Il complesso monasteriale oggi
Oggi il sito è protetto dall’UNESCO e consta del monastero costruito sulla ripida scogliera al quale si accede tramite un ripido sentiero che attraversa i boschi della valle, l’accesso avviene tramite una scala lunga e stretta.
In nucleo principale è costituito dalla chiesa che ne rappresenta la parte più antica e dove si ritiene vi fosse l’icona, mentre una piccola cappella adiacente alla chiesa principale fu aggiunta in epoche successive.
Le pareti interne e anche quelle esterne della chiesa sono decorate con cicli di affreschi che rappresentano scene bibliche della vita di Gesù e di quella della Vergine Maria, ma i più antichi del XIV secolo sono andati incontro a distruzione o sono stati coperti da altri più recenti.
Di grande pregio risulta anche l’acquedotto che riforniva il Monastero di Sumela e che venne realizzato sul lato della scogliera. Esso consta di numerose arcate in gran parte restaurate. Tra gli altri elementi di valore si annoverano: la stanza delle guardie che si colloca nei pressi dell’ingresso, il cortile interno, la grotta, edifici monastici che costituivano i romitori dei monaci e una biblioteca.
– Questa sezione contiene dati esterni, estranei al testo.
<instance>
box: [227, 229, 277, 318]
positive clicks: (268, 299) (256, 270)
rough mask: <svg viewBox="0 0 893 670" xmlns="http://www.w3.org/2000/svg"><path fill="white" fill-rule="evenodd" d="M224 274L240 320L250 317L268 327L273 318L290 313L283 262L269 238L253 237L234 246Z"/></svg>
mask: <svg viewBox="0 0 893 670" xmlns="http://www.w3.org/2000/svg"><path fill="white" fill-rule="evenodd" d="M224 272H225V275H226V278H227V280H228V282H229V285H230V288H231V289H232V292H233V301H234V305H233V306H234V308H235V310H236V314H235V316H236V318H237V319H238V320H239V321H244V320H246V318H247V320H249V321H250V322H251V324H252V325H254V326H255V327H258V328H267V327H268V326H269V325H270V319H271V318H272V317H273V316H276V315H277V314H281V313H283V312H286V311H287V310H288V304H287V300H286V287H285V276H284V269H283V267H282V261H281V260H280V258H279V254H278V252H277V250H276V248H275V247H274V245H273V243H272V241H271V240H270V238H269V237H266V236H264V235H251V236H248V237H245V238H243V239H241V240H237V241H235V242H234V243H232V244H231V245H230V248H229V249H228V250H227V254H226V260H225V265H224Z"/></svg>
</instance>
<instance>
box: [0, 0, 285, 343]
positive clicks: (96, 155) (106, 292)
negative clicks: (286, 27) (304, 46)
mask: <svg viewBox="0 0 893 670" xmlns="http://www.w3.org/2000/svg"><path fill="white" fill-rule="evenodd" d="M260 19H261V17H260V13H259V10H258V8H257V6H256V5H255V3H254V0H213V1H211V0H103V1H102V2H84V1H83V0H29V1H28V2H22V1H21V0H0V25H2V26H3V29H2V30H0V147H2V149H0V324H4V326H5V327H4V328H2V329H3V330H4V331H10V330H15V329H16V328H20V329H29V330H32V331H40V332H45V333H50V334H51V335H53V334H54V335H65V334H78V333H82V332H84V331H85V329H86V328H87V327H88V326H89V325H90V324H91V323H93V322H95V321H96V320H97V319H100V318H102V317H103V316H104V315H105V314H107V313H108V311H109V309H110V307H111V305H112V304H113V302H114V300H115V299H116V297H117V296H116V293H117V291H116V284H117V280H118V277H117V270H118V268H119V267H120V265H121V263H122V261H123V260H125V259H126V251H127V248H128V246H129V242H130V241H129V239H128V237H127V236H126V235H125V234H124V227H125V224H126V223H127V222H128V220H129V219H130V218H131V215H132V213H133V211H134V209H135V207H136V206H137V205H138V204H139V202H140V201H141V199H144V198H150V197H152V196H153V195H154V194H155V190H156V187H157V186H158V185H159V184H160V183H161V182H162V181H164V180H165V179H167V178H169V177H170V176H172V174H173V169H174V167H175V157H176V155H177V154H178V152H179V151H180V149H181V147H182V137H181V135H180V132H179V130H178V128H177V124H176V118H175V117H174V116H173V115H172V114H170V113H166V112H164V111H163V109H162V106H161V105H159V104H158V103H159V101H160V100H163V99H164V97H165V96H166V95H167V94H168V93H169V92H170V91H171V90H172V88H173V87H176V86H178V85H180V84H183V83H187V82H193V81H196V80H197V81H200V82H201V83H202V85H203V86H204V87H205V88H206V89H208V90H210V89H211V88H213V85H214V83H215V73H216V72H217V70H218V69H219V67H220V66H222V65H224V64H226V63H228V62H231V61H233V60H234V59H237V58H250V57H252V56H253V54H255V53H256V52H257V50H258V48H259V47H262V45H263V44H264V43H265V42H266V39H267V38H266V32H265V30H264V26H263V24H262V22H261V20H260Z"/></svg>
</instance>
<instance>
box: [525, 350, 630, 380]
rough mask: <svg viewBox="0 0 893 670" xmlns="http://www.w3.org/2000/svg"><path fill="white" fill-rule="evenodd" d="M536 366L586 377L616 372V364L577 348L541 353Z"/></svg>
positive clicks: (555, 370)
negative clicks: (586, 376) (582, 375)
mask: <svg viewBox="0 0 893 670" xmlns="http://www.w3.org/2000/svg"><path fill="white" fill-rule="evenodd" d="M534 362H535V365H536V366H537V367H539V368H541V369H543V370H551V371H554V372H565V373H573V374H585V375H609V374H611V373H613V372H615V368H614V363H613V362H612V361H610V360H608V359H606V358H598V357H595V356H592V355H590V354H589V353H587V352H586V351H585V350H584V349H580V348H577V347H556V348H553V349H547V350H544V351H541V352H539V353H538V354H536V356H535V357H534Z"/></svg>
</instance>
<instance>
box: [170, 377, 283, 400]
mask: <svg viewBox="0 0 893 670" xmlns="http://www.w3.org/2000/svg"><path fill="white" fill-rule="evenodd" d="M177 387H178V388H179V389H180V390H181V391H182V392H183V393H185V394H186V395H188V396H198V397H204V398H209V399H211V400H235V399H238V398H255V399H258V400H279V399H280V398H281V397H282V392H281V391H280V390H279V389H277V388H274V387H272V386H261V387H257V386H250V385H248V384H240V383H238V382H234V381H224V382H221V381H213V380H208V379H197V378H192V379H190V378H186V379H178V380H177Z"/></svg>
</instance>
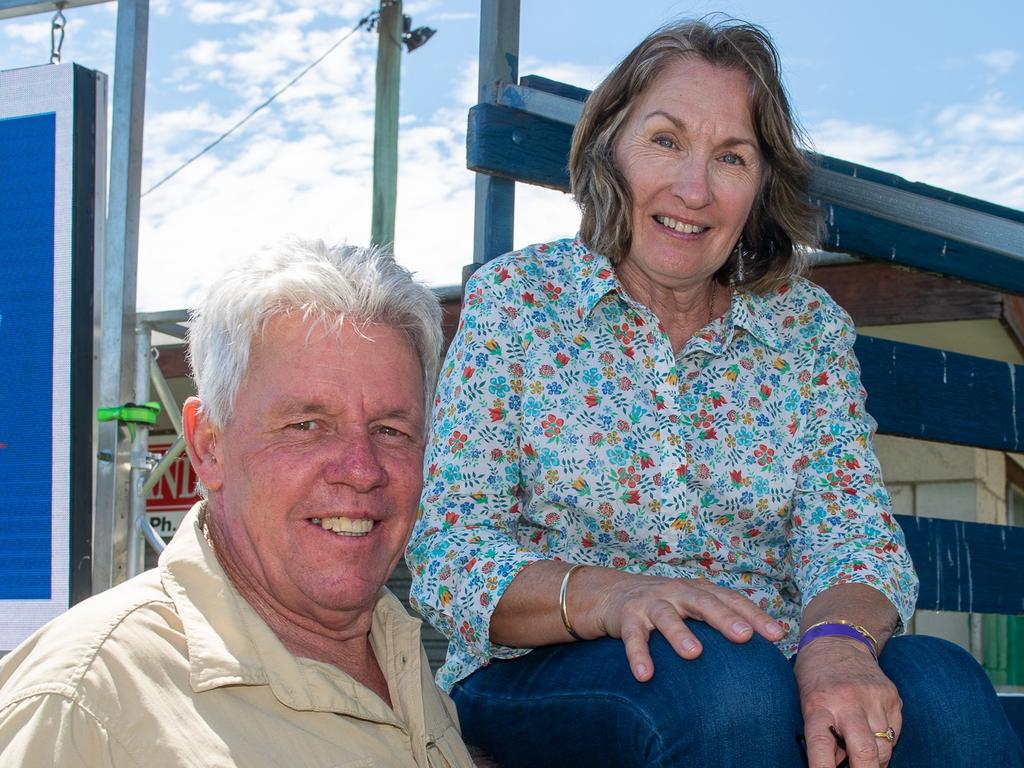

Il Monastero di Sumela rappresenta oggi una delle mete fortemente raccomandate dalle guide turistiche perché è a buon diritto annoverata tra i luoghi maggiormente suggestivi del paese, tuttavia, si trova lontano dalle solite tratte turistiche.
I quattro piani del monastero tolgono letteralmente il fiato, soprattutto se si arriva sul sito nella prima mattinata quando le nebbie lo avvolgono in un manto misterioso. Quando il sole si alza il paesaggio appare simile a quello alpino: con montagne ricche di boschi, torrenti e abitazioni contadine in legno. Già dal tardo autunno fa la sua comparsa la neve, mentre per gli amanti della botanica il luogo riserva l’occasione di ammirare il kar çiçegi, il fiore della neve.
La fontana a cui tutti possono accedere è ritenuta miracolosa sia dai cristiani che dai musulmani, infatti, anche il sultano Selim I la bevve per guarire dopo che era stato ferito durante una battuta di caccia. Per riconoscenza fece dono al monastero dei lampadari della chiesa, mentre Selim II regalò ai monaci alcuni manoscritti provenienti dal monastero del Sinai.